Born December 6, 1903

1919 - age 16 - served in White Russian military unit as a machine gunner’s assistant

1920 emigrated to Paris, works at various jobs.  In 1926 he begins driving a taxi cab at night, he will continue this until 1953.  He was very active in Russian Emigrés Cultural circles.  During WW II he and his wife helped hide Russian Jews. He edited a resistance journal, at great personal risk.

In 1953 he became a broadcaster for Radio Liberty, moving to Munich.  This is considered now to have been a C I A project aimed at Russians in Europe. He worked there The rest of his Life while he continued writing.

He published Seven novels and some fifty Short stories

When he died in 1971 he was buried in the city he loved,

“The Beggar”, told in the third person is about a man who for years has slept at night in a crate and by day, a to all eyes a complete wreck, wanders the streets of Paris.  He eats scavanged food.  He speaks to no one and most pretend they do not see him.  We slowly learn his back story.  He was once a sucessful business owner with a wife and grown children.  One day he just vanished from sight.  Everyone speculated.  Did he leave for another woman, had his busuness come to ruin, had he committed a horrible crime?  Investigations showed his business was strong, his marriage sound, and his personal life beyond reproach.  

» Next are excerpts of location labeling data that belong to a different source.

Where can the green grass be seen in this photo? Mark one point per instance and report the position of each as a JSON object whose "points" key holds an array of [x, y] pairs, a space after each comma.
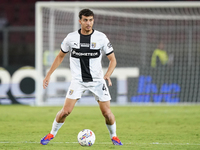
{"points": [[138, 127]]}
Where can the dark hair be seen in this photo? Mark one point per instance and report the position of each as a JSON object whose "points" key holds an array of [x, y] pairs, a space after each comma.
{"points": [[85, 12]]}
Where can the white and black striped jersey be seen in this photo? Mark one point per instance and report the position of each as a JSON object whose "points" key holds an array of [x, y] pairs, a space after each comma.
{"points": [[86, 53]]}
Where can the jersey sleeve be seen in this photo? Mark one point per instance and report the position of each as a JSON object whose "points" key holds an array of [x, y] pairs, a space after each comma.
{"points": [[108, 49], [65, 47]]}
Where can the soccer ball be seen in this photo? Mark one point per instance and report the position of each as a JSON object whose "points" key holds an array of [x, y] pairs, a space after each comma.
{"points": [[86, 137]]}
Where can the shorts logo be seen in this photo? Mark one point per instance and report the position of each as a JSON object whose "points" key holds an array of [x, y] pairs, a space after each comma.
{"points": [[71, 92], [93, 45]]}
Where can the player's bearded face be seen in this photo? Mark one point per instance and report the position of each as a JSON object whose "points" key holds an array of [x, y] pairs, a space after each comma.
{"points": [[87, 23]]}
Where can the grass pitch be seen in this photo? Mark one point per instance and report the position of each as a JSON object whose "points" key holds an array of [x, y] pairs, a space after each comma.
{"points": [[138, 127]]}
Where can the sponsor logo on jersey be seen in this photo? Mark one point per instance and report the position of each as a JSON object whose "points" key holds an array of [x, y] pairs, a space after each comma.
{"points": [[91, 53], [71, 92], [93, 45]]}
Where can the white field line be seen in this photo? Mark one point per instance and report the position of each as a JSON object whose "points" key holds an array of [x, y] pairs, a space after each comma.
{"points": [[101, 143]]}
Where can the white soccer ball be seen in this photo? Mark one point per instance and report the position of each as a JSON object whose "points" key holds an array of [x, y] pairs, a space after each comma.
{"points": [[86, 137]]}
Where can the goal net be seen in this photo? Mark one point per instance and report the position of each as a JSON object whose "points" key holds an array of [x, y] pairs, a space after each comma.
{"points": [[156, 45]]}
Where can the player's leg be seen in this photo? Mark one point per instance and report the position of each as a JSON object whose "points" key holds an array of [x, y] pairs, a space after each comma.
{"points": [[59, 120], [110, 121]]}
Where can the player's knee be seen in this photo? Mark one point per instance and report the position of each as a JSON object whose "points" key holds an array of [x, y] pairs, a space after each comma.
{"points": [[107, 114], [65, 113]]}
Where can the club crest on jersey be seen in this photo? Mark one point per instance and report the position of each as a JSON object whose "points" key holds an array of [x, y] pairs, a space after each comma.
{"points": [[71, 92], [93, 45], [85, 44]]}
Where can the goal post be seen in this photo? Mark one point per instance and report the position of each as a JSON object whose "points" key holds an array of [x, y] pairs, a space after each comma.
{"points": [[156, 45]]}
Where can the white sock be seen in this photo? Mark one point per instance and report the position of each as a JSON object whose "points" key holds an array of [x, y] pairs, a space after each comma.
{"points": [[55, 127], [112, 129]]}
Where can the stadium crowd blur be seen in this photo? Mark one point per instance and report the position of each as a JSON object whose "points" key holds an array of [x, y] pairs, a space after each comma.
{"points": [[21, 43]]}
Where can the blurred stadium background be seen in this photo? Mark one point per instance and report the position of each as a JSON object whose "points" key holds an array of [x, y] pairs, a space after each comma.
{"points": [[164, 48]]}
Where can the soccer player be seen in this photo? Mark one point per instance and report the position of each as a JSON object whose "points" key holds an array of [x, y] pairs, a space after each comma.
{"points": [[85, 46]]}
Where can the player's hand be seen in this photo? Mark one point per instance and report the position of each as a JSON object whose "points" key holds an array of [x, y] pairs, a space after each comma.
{"points": [[46, 82], [108, 79]]}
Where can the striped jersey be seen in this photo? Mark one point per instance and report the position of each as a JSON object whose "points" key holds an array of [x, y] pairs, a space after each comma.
{"points": [[86, 54]]}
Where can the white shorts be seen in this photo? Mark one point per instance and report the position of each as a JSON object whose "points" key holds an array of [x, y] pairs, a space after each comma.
{"points": [[98, 88]]}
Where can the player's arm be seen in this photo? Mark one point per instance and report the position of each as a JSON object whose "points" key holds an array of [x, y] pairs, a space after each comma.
{"points": [[111, 67], [59, 58]]}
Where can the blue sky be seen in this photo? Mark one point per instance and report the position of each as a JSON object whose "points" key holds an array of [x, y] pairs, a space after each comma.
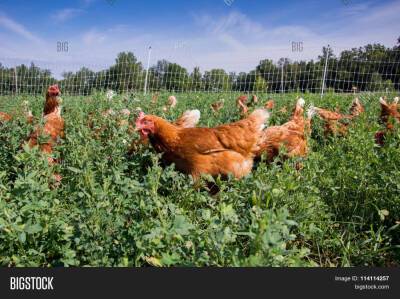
{"points": [[232, 34]]}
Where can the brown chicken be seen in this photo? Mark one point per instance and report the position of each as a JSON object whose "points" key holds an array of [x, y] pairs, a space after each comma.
{"points": [[188, 119], [223, 150], [389, 115], [291, 135], [53, 128], [337, 123], [217, 105], [5, 117]]}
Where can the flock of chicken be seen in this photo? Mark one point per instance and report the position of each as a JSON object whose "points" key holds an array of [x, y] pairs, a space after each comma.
{"points": [[228, 149]]}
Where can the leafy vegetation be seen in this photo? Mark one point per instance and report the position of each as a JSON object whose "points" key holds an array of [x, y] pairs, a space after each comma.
{"points": [[114, 209]]}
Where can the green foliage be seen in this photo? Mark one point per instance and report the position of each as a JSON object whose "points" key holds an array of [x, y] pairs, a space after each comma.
{"points": [[113, 209]]}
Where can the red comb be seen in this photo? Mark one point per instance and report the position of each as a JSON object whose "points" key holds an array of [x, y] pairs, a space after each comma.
{"points": [[140, 117]]}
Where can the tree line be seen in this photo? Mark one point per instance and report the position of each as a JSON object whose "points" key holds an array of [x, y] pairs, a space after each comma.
{"points": [[373, 67]]}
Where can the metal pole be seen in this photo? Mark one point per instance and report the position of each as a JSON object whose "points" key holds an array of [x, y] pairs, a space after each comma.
{"points": [[326, 65], [147, 70], [16, 80], [282, 79]]}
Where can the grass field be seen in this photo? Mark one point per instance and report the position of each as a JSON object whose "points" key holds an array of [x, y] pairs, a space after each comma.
{"points": [[113, 209]]}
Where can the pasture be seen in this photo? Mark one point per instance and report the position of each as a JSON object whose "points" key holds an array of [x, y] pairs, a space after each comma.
{"points": [[115, 208]]}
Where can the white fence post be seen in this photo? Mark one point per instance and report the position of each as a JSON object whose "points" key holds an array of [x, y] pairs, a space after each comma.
{"points": [[282, 89], [16, 80], [324, 77], [147, 70]]}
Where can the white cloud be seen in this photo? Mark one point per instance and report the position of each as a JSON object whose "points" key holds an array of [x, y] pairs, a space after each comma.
{"points": [[17, 28], [93, 37], [233, 41], [66, 14]]}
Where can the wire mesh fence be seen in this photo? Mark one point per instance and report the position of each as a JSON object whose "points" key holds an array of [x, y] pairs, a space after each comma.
{"points": [[374, 69]]}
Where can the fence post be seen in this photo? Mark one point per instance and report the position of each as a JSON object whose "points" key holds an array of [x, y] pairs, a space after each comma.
{"points": [[147, 70], [16, 80], [282, 89], [326, 65]]}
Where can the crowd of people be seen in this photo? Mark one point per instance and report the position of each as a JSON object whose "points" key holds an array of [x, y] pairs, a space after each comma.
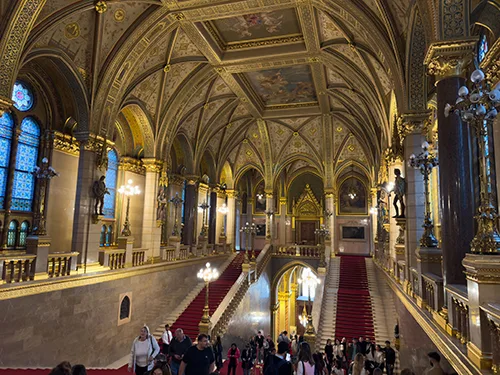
{"points": [[176, 354]]}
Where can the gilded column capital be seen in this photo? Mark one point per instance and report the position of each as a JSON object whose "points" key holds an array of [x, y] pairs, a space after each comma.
{"points": [[131, 165], [152, 165], [5, 105], [450, 58]]}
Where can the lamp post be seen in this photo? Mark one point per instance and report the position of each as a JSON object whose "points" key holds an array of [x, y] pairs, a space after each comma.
{"points": [[43, 174], [425, 161], [250, 230], [309, 280], [207, 274], [479, 107], [204, 227], [322, 232], [224, 211], [176, 201], [128, 190]]}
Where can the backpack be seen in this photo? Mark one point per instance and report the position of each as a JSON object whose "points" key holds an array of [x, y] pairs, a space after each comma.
{"points": [[273, 368]]}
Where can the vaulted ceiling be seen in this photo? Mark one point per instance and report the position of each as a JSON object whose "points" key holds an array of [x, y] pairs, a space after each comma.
{"points": [[272, 84]]}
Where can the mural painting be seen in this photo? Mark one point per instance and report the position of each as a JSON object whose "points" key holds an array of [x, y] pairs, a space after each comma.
{"points": [[288, 85]]}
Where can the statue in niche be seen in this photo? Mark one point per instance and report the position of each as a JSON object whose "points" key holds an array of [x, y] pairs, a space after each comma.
{"points": [[100, 190], [399, 194]]}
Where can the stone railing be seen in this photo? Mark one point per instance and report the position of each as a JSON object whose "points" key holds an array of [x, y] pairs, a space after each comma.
{"points": [[222, 316], [309, 251], [138, 257], [17, 268], [60, 264], [492, 313]]}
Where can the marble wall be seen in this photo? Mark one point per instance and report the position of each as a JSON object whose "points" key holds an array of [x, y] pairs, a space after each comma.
{"points": [[80, 324], [60, 212], [253, 313]]}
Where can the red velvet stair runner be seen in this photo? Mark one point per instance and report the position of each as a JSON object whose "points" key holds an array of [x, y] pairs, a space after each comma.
{"points": [[354, 309], [190, 318]]}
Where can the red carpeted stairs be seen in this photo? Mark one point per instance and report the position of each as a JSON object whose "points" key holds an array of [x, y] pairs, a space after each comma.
{"points": [[190, 318], [354, 309]]}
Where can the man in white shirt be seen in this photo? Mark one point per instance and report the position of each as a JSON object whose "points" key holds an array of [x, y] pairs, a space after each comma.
{"points": [[166, 338]]}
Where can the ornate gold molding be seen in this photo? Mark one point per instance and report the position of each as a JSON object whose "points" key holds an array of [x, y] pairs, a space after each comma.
{"points": [[152, 165], [448, 59], [131, 165]]}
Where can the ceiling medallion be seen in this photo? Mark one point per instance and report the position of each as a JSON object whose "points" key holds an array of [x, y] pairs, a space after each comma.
{"points": [[72, 31], [101, 7], [119, 15]]}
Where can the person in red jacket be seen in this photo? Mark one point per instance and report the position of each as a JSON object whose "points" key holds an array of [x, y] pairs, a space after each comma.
{"points": [[233, 354]]}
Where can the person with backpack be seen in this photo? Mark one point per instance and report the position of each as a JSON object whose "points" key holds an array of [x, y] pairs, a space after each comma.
{"points": [[305, 364], [277, 364], [144, 349]]}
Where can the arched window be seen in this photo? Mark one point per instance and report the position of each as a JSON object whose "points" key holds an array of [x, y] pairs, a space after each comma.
{"points": [[23, 233], [102, 240], [22, 97], [111, 175], [6, 127], [12, 233], [109, 235], [26, 160]]}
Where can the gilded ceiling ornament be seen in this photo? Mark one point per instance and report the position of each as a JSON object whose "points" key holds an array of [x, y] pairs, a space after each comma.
{"points": [[72, 30], [101, 7], [119, 15]]}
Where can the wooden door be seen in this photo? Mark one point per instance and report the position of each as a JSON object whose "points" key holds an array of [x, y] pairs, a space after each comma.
{"points": [[307, 236]]}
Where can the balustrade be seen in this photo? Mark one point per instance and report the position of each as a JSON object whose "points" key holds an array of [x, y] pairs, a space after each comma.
{"points": [[18, 268]]}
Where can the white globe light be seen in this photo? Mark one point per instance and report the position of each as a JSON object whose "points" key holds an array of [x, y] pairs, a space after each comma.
{"points": [[463, 91], [477, 76]]}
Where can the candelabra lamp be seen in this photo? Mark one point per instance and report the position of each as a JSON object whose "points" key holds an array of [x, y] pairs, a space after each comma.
{"points": [[269, 214], [43, 174], [425, 162], [207, 274], [204, 227], [322, 232], [478, 106], [128, 191], [176, 201]]}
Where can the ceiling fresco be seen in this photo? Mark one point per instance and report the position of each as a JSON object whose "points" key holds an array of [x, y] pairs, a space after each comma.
{"points": [[257, 26], [287, 85]]}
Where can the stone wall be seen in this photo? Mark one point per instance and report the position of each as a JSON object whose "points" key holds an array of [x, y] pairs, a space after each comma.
{"points": [[81, 324]]}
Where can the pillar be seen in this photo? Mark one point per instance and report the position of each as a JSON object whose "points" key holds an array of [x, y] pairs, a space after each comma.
{"points": [[212, 218], [190, 212], [86, 229], [447, 63], [231, 218], [151, 230]]}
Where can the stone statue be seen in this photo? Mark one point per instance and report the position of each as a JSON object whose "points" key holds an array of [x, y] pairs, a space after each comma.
{"points": [[99, 189], [161, 210], [399, 193]]}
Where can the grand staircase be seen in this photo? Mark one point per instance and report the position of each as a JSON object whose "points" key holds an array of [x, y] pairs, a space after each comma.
{"points": [[326, 328], [354, 307]]}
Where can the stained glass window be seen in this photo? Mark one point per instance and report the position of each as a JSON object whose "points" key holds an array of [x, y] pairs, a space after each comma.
{"points": [[111, 175], [22, 97], [6, 126], [483, 47], [12, 233], [26, 159], [25, 226]]}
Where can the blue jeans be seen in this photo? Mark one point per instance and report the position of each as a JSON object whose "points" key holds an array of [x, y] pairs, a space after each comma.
{"points": [[174, 367]]}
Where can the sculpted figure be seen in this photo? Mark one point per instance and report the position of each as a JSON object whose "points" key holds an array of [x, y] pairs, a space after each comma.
{"points": [[99, 189], [399, 193]]}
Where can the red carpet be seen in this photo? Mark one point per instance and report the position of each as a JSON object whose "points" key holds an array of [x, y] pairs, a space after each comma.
{"points": [[354, 309], [190, 318]]}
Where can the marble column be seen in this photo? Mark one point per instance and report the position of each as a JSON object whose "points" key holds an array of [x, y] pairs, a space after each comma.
{"points": [[212, 218], [190, 212], [86, 229], [151, 230], [231, 218]]}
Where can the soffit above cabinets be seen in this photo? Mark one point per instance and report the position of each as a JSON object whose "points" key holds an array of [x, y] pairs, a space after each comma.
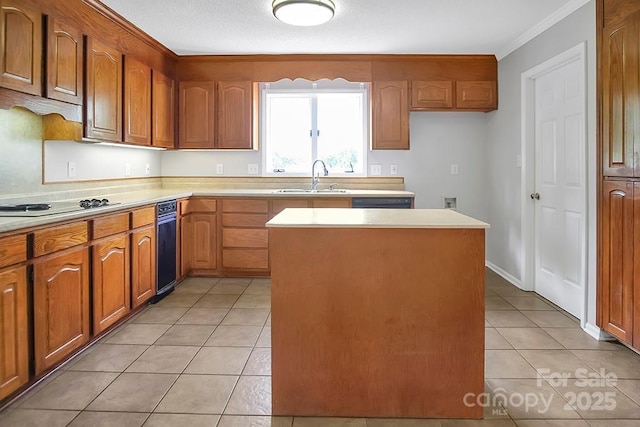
{"points": [[218, 27]]}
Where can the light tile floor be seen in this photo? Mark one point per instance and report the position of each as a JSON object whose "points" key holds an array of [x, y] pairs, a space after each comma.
{"points": [[202, 357]]}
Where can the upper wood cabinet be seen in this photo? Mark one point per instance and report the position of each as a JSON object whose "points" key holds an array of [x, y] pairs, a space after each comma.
{"points": [[103, 97], [431, 95], [196, 115], [390, 115], [620, 97], [162, 111], [235, 123], [65, 49], [21, 45], [137, 102], [476, 95]]}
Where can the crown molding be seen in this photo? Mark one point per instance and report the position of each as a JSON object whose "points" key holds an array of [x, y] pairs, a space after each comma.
{"points": [[541, 27], [118, 19]]}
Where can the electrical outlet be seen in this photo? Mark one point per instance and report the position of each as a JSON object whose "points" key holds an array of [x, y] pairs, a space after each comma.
{"points": [[71, 169]]}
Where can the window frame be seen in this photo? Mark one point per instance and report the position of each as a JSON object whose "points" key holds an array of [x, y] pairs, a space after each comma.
{"points": [[363, 89]]}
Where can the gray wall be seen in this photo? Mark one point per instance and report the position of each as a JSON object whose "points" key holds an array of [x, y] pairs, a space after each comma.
{"points": [[504, 239]]}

Here he is initially presented to us:

“High up, on the Elysian Fields, where in these winter months from four o’clock in the afternoon neon advertisements glow and the windows of the enormous cafés are illumined, icy sleet was falling, while down below, in the long subterranean passageways of the Métro, the air was warm and still. In the middle of one of these underpasses, always in exactly the same spot, stood an old man in rags, hatless and with a dirty-pink bald patch, around which, above his temples and above the nape of his neck, grey hairs protruded in all directions. As with the majority of Paris’s poor, he was dressed in some shapeless garb. Both his overcoat and his trousers looked as though they had ever been thus, as if they had been made to order like that, with those soft creases, with that absence of any lines or contours, like a dress or a great sackcloth robe that people belonging to another world, and not the one surrounding them, would wear.”

He wanders in a wasteland

“However, no one ever asked him anything. For many years, since he had become a beggar, one of the peculiarities of his existence had consisted in the fact that he had almost ceased speaking, not only because he lacked the urge to do so, but also because there was no necessity. Words and their meaning had long since lost for him their former value, as had everything that preceded his current life. One day he spotted a discarded newspaper: it was lying on the grey floor of the passageway in the Métro, and on the front page, in enormous lettering, were printed the words: “War in korea”. He looked at the newspaper with his dull eyes and marked neither the combination of letters nor their meaning. This war, which was being followed by millions of people the whole world over, did not exist for him, as nothing else existed, except for his own protracted delirium, through which he was slowly but surely moving towards death. Sometimes, when at night he would leave the Métro and walk through the deserted streets of Paris, across the entire city, towards a wasteland on the periphery, where there was an enormous wooden crate in which he would spend the night”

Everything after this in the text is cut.